1. The petitioner seeks to revise the orders of the District Munsif of Bezwada in Interlocutory Applications Nos. 1317 and 1318 of 1926 excusing delay in the presentation of an application under Order 9, Rule 4, which otherwise would be barred by limitation.
2. The learned District Munsif has confined himself be the laconic order: ' Suit restored to file ' thereby arrogating to himself a general power of dispensing with the law of limitation which is certainly beyond his jurisdiction. Had he applied his mind to the law and facts of the case this Court might consider whether its interference were warranted; but the present proceeding gives room for no such question. Original Suit No. 450 of 1925 was dismissed for default on 27th July 1926. The plaintiff applied for copy-on 29th July 1926 and obtained it on 5th August 1926. He appealed against the decree on 2nd September 1926, and was informed on 27th October 1926, that he had misconceived his remedy and should apply to set aside the order of dismissal under Order 9, Rule 4. On 18th November 1926, he made the application. Reckoning 112 days from the date of the dismissal to the filing of the application, and allowing the applicant eight days for obtaining copy, and 55 days for the in-fructuous appeal, there still remains 59 days, or 29 days over the prescribed 30. The counter-petitioner claims that these can be accounted for by reckoning the period between 27th July 1926 and 2nd September 1926, as a time during which he was prosecuting with due diligence another civil proceeding in a Court of incompetent jurisdiction.

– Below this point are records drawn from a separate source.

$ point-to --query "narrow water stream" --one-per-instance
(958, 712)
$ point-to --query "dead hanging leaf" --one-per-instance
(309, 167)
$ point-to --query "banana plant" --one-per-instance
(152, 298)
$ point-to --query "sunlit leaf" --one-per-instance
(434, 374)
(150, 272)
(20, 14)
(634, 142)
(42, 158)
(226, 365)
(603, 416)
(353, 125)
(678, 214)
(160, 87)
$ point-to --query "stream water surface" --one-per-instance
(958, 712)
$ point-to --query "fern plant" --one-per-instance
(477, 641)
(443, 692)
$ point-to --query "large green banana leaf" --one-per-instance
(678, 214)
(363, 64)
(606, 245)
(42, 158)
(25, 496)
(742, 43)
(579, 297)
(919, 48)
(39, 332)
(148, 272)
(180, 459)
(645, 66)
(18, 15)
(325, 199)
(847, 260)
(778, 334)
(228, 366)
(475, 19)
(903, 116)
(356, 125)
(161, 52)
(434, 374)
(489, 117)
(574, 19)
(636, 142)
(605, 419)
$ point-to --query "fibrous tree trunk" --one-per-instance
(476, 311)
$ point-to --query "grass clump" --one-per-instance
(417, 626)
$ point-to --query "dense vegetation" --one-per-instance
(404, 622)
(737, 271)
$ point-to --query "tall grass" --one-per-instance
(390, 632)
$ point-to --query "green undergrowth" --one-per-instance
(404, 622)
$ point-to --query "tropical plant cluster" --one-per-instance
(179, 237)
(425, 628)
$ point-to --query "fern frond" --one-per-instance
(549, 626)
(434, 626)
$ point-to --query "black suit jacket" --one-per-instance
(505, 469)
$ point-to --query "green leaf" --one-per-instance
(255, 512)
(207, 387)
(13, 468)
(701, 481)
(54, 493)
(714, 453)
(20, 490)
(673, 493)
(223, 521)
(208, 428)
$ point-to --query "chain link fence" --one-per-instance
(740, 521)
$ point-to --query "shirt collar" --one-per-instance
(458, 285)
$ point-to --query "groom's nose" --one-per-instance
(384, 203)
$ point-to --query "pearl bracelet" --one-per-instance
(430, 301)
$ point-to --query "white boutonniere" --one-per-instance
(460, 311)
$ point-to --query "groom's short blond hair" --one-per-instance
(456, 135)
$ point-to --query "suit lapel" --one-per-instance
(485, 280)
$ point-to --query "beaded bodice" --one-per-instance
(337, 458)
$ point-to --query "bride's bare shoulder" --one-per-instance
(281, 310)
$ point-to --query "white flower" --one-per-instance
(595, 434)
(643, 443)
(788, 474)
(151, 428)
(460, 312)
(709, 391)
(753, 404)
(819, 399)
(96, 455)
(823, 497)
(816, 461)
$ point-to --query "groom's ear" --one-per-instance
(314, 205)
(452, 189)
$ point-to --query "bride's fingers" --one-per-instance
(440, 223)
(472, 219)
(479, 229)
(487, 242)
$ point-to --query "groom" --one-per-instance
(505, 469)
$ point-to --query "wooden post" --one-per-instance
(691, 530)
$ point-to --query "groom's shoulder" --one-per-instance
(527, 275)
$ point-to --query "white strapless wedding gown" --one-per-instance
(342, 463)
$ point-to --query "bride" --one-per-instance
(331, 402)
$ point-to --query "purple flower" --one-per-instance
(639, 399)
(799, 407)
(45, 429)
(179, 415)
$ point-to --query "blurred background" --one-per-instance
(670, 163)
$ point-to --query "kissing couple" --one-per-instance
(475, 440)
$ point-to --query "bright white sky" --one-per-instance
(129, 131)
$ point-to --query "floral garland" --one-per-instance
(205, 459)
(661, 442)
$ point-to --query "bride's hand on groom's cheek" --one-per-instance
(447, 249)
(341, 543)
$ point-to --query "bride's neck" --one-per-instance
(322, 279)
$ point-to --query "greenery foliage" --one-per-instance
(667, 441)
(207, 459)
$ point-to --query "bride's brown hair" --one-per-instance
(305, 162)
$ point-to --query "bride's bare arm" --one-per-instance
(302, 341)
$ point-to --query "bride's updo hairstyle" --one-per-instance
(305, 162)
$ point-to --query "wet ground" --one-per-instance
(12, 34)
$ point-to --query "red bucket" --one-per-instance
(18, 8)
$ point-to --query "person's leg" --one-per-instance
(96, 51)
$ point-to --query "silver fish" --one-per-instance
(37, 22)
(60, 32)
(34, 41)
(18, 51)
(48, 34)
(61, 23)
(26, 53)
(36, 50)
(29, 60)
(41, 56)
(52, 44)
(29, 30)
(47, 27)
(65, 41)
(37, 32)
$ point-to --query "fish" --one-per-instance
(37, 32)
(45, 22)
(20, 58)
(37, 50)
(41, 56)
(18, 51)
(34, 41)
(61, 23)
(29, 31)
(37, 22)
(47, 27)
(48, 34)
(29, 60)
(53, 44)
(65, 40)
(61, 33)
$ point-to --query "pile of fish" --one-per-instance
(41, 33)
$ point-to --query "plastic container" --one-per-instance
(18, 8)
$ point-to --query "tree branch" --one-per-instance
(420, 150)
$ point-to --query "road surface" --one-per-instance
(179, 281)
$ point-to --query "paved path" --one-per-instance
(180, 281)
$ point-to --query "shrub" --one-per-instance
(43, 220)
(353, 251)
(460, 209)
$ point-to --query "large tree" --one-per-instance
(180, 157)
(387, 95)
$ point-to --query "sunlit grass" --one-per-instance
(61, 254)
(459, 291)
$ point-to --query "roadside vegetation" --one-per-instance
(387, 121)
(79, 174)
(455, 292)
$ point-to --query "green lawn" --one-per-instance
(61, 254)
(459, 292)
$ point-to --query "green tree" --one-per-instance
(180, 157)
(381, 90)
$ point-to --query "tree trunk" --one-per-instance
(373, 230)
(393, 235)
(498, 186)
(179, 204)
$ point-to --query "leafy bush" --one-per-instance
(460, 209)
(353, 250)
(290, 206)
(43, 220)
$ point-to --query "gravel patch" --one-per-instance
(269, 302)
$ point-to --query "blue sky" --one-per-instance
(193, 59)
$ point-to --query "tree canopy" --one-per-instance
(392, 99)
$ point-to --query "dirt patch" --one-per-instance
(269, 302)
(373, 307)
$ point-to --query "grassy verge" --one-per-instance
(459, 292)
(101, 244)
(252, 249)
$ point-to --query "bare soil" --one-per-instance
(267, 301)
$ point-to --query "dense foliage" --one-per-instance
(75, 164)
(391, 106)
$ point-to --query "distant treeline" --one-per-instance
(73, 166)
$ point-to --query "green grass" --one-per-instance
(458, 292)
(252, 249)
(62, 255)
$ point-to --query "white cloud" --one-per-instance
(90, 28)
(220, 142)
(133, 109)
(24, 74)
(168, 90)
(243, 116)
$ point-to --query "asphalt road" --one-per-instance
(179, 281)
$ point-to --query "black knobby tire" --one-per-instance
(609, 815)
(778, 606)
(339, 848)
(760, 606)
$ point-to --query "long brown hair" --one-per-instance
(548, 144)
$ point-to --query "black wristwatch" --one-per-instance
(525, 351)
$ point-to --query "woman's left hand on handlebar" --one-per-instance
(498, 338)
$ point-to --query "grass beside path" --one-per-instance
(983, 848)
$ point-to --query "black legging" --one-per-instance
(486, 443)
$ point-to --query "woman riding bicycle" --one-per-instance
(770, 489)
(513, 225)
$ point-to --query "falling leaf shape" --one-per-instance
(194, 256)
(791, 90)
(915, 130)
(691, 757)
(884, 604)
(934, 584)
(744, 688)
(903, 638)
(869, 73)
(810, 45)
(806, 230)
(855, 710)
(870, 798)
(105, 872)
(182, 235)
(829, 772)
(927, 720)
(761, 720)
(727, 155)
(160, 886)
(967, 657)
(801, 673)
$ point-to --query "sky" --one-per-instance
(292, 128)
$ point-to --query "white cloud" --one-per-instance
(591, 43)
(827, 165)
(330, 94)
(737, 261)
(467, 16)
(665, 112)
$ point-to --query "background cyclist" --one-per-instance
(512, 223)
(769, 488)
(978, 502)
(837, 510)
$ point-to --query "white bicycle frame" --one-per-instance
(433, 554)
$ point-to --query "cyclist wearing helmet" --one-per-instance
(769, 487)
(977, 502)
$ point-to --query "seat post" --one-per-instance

3. The short answer to such a claim would seem to be that, until 2nd September 1926, there was neither Court nor proceeding. No doubt it has been held that when once a proceeding has been initiated in a Court of first instance the period allowed by law before presenting an appeal from its decision may be reckoned as time occupied by due diligence. That is clear enough, for a man who is diligent within the term prescribed by limitation is duly diligent in the eye of the law. But the same principle cannot be extended to some period before the proceeding is begun of Baizanath Lala v. Rama Doss  39 Mad. 62 and Mira Mohidin v. Nallaperumal Pillai  36 Mad. 131. Section 5 cannot apply, its purview being confined to applications (other than those specified) to which the section may be made applicable by enactment or rule. And it so happens that Section 5 has not been made applicable to applications under Order 9, Rule 4. Therefore, the orders of the lower Court (must be set aside. Costs to petitioner throughout, one set.